Wall Street was set to rise at the open on Monday, adding to two weeks of gains, as a decline in the U.S. dollar helped lift commodity prices and boost natural resource stocks while data showed consumers spent more than expected in October.

U.S. retail sales were up 1.4 percent in October as motor vehicle purchases surged, a welcome sign heading into the holiday season, though a separate report showing manufacturing in New York State fell in November.

Metal prices advanced on a weaker dollar and stronger-than-expected economic growth in Japan. Shares of mining companies rose in premarket trade, led by Freeport McMoRan Copper & Gold Inc , up 2.7 percent to 83.75, and Newmont Mining Corp , adding 1.6 percent to $51.79.

The data is good, and what it demonstrates is that ... the environment is starting to improve, said Joseph Battipaglia, market strategist at Stifel Nicolaus in Yardley, Pennsylvania. Softening credit conditions are somewhat helping the retail sector.

S&P 500 futures gained 8 points and were above fair value, a formula that evaluates pricing by taking into account interest rates, dividends and time to expiration on the contract. Dow Jones industrial average futures rose 57 points, and Nasdaq 100 futures added 7.75 points.
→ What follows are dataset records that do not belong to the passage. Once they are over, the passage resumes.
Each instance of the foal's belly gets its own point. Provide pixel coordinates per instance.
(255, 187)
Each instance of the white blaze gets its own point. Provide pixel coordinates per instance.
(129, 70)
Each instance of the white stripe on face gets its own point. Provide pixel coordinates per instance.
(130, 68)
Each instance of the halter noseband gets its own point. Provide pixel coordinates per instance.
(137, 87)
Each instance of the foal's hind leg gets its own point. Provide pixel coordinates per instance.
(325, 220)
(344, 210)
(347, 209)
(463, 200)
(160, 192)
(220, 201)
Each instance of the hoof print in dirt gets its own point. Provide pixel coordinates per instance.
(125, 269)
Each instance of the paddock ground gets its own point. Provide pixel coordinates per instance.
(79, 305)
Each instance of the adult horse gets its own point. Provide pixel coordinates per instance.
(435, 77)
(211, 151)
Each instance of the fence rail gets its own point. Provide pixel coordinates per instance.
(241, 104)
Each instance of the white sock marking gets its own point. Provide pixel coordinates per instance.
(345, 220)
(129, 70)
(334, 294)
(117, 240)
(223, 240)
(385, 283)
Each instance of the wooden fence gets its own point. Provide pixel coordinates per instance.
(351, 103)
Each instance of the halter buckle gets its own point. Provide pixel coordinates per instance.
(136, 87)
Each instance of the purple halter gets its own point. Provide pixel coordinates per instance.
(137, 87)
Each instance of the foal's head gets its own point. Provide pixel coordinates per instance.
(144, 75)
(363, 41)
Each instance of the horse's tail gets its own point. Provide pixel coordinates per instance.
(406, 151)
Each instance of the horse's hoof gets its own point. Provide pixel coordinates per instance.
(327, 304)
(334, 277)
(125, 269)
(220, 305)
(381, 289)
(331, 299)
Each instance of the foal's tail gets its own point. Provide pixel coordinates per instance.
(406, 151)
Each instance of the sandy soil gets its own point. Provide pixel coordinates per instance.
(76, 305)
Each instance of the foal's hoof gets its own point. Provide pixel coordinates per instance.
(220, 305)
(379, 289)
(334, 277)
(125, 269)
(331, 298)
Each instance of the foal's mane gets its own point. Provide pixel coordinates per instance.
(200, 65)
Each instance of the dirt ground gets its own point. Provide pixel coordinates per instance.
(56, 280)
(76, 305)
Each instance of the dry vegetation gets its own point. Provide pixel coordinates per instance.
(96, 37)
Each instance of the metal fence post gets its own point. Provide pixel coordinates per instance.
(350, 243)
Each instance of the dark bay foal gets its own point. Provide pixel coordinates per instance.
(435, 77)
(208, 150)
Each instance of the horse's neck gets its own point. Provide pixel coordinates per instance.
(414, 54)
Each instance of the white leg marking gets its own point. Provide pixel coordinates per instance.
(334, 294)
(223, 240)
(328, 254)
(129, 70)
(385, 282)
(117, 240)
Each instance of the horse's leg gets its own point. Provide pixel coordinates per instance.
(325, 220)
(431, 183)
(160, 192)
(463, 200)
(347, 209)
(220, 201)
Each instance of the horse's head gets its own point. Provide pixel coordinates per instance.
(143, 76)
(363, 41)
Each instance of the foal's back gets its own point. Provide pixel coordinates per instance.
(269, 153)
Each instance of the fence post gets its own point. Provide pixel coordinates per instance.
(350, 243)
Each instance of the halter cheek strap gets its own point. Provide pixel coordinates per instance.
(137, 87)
Lowe's Cos Inc lost 1 percent to $21.65 premarket after the second-largest U.S. home improvement chain posted a 30 percent decline in quarterly profit and forecast a slide in same-store sales in the current quarter.

Meanwhile, Goldman Sachs raised Nordstrom Inc to buy, but cut JC Penney Co Inc to sell. Penney's shares fell 1.8 percent to $30.65 premarket trade, while Nordstrom rose 2.9 percent to $34.98.

The dollar fell 0.4 percent against a basket of currencies, while gold touched a fresh high above $1,130 an ounce in Europe.

Federal Reserve Chairman Ben Bernanke will speak on economic conditions in an address to the Economic Club of New York at 12:15 p.m. EST (1715 GMT). Investors are keen for signs when the Fed will remove stimulus measures from the economy and how long interest rates will remain near zero percent.